Remote Jobs

Senior Provider Audit Specialist

New

Pay$72870.00 - $137290.00 / year
LocationHarrisburg/Pennsylvania
Employment typeFull-Time
  • Job Description

      Req#: 4515
      Position Description

      Base pay is influenced by several factors including a candidate's qualifications, relevant experience, and anticipated contributions to meet the needs of the business, along with internal pay equity and external market-driven rates. The salary range displayed has not been adjusted for geographical location. This range has been created in good faith based on information known to Capital Blue Cross at the time of posting and may be modified in the future. Capital Blue Cross offers a comprehensive benefits packaging including Medical, Dental & Vision coverage, a Retirement Plan, generous time off including Paid Time Off, Holidays, and Volunteer time off, an Incentive Plan, Tuition Reimbursement, and more.

      At Capital Blue Cross, we promise to go the extra mile for our team and our community. This promise is at the heart of our culture, and it's why our employees consistently vote us one of the "Best Places to Work in PA."

      The Senior Provider Audit Specialist provides leadership for complex, high-impact audits of hospital billing, chargemaster, and reimbursement practices to drive financial integrity and compliance across the organization. As a subject matter expert on chargemaster structures and reimbursement methodologies, the senior specialist develops audit strategies and frameworks, mentors team members, and provides actionable insights that shape audit strategy, policy development, and provider engagement.

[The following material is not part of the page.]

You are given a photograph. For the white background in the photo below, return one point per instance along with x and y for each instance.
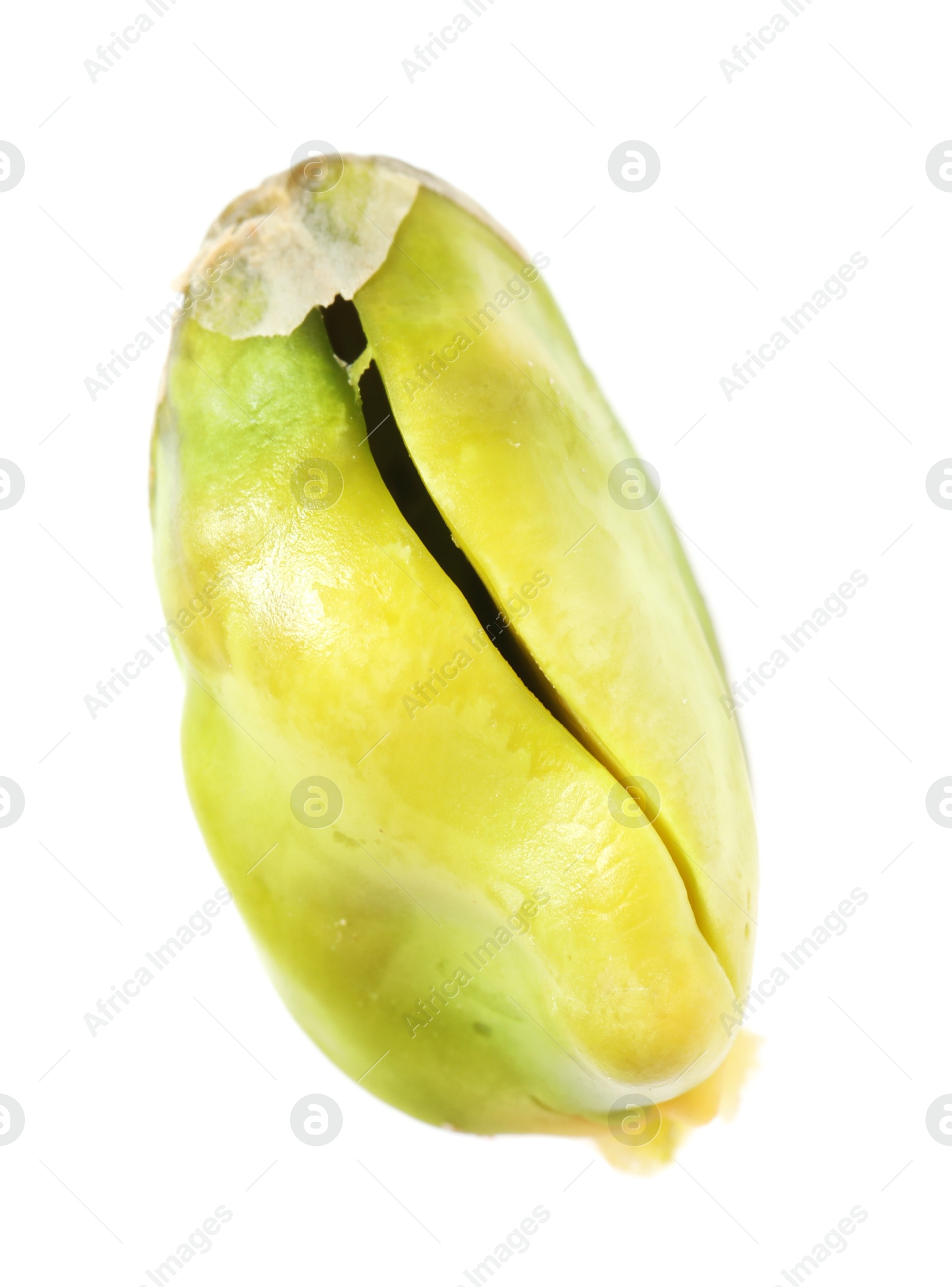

      Responsibilities and Qualifications

      • Lead end-to-end audits of provider charge masters (CDM), billing practices, and associated claims to evaluate billing accuracy, rate structures, and adherence to contractual and regulatory requirements.
      • Design and enhance audit frameworks, models, dashboards, and templates that standardize audit execution and support enterprise provider audit functions.
      • Evaluate audit findings and exercise professional judgement to determine materiality, recovery potential and recommended resolution strategies.
      • Lead or support provider discussions related to audit findings, including explaining methodologies, defending determinations, and recommending corrective actions or process improvements.
      • Maintain current knowledge of CMS guidelines, payer policies, and healthcare billing standards (UB-04, CPT, HCPCS, revenue codes
      • Recommend process improvements, charge containment strategies, and policy changes to ensure appropriate billing and reimbursement practices
      • Participate in projects related to reimbursement policy development, provider contract review, and audit compliance
      • Drive proactive analytical studies to assess changes in provider billing patterns, charge description masters and other variable reimbursement provisions.
      • Provide technical guidance, mentoring, and quality oversight to Provider Audit Specialists, including review of audit workpapers, methodologies, and findings.

      Skills:
      • Expertise in CPT/HCPCS coding, CMS billing guidelines, and provider reimbursement methodologies.
      • Advanced experience with Microsoft Office Suite products (Access, Excel, Word, PowerPoint, etc.), SAS, SQL, Power BI, or other software used for both analytic, reporting, and data visualization functions.
      • Experience translating audit results into actional recommendations for senior leadership, including financial impact analysis, root cause identification, and strategic process or policy improvements.

      Knowledge:
      • Advanced knowledge of hospital reimbursement structures, including DRG/APC payment methodologies, revenue codes, CDMs, UB-04 billing, CPT/HCPCS codes, and revenue cycle operations.

      Experience:
      • Minimum of five (5) years of progressive experience conducting provider billing, reimbursement, or payment integrity audits within a health plan, consulting firm, or healthcare organization, with a demonstrated focus on hospital chargemasters (CDMs), facility billing, and reimbursement methodologies.
      • Experience with Commercial and Medicare Advantage plans.
      • Demonstrated experience independently leading complex, high-impact audits, including determining audit scope, methodology, and prioritization based on financial risk, regulatory exposure, and organizational impact.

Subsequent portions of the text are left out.